Pengertian padepokan di dalam bahasa Indonesia mengandung dua makna: pertama, yakni tempat persemedian atau pengasingan diri raja-raja di Jawa pada masa lalu; kedua, yakni sebagai tempat melakukan kreativitas seni (sanggar seni tari, seni lukis, seni bela diri dan lain-lain).
Padepokan Apun Pager Gunung yang berlokasi di Desa Mekarmukti, Kecamatan Cisaga, Kabupaten Ciamis, termasuk ke dalam padepokan dengan pengertian kedua. Padepokan ini didirikan oleh Aip Saripudin, S.Pd.I., yang dikenal pula sebagai Aip Ki Sunda, warga Dusun Sembungjaya RT 01 RW 04, Desa Mekarmukti, Kecamatan Cisaga, Kabupaten Ciamis, Jawa Barat. Ia mendirikan padepokan tersebut sebagai tempat bagi anak-anak untuk belajar tentang berbagai macam kesenian dan budaya Sunda. Padepokan ini juga dilengkapi dengan museum dan taman baca.
Padepokan ini telah ikut memberikan sumbangsih signifikan dalam pelestarian budaya Sunda, terlihat dari berbagai kegiatan yang diadakan, baik dalam bentuk agenda harian, mingguan, bulanan, triwulanan, semesteran, maupun tahunan. Hal ini sesuai dengan tujuan pendirian Padepokan Apun Pager Agung untuk melestarikan dan mengenalkan warisan budaya kepada masyarakat dan generasi penerus.

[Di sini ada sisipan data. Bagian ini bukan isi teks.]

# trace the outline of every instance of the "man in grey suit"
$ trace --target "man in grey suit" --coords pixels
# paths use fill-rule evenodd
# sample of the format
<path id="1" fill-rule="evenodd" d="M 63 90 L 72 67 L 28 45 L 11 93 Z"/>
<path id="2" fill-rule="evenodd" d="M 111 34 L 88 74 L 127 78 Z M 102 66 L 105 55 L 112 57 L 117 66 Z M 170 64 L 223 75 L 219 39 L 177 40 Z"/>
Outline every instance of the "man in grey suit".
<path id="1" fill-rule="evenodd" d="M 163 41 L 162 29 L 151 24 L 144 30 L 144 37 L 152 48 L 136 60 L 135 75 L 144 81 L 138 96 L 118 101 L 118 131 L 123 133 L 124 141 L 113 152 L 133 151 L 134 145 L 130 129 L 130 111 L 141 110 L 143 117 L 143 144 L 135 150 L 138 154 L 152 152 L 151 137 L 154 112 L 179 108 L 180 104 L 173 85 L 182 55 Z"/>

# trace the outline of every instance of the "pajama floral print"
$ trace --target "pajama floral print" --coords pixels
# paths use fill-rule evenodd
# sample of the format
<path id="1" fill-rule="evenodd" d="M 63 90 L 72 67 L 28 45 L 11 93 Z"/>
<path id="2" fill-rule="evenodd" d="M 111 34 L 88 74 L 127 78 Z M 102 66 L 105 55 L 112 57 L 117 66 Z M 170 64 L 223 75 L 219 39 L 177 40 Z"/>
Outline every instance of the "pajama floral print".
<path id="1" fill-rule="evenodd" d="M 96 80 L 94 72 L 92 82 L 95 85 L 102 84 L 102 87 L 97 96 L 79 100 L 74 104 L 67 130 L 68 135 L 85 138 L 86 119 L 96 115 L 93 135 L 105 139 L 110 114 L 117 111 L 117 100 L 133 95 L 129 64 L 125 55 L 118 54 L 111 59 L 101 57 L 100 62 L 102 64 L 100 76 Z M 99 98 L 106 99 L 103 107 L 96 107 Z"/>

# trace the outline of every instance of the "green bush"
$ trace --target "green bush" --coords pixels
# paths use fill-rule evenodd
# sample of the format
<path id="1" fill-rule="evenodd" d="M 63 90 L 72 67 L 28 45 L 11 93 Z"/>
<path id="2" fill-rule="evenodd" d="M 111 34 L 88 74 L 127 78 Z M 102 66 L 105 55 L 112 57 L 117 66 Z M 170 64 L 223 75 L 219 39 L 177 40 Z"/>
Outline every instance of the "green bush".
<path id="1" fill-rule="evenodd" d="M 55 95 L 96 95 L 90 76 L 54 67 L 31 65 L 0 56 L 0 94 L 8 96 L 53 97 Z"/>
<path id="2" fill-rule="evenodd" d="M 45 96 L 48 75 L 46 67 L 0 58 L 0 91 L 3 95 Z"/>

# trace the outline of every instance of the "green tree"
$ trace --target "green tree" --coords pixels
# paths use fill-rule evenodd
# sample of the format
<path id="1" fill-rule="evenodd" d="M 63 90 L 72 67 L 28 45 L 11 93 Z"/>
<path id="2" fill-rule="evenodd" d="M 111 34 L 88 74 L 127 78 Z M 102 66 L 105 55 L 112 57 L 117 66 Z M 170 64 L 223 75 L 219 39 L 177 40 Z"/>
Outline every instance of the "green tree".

Gerak langkah perjuangan padepokan ini tak terlepas dari sejarah asal muasal pendiriannya. Kisah bermula saat Aip Ki Sunda melakukan kunjungan ziarah ke Makam Apun Pager Gunung pada tahun 2006 yang terletak di Kedung Ampel, Dusun Sembungjaya RT 03 RW 04, Desa Mekarmukti, Kecamatan Cisaga, Kabupaten Ciamis. Sebutan Apun Pager Gunung sendiri merupakan nama asli dari Singaperbangsa III, yakni Bupati Galuh Kertabumi yang kelima. Kata ‘apun’ merupakan gelar bangsawan Sunda Galuh, yang saat ini merupakan sebutan untuk seorang raden.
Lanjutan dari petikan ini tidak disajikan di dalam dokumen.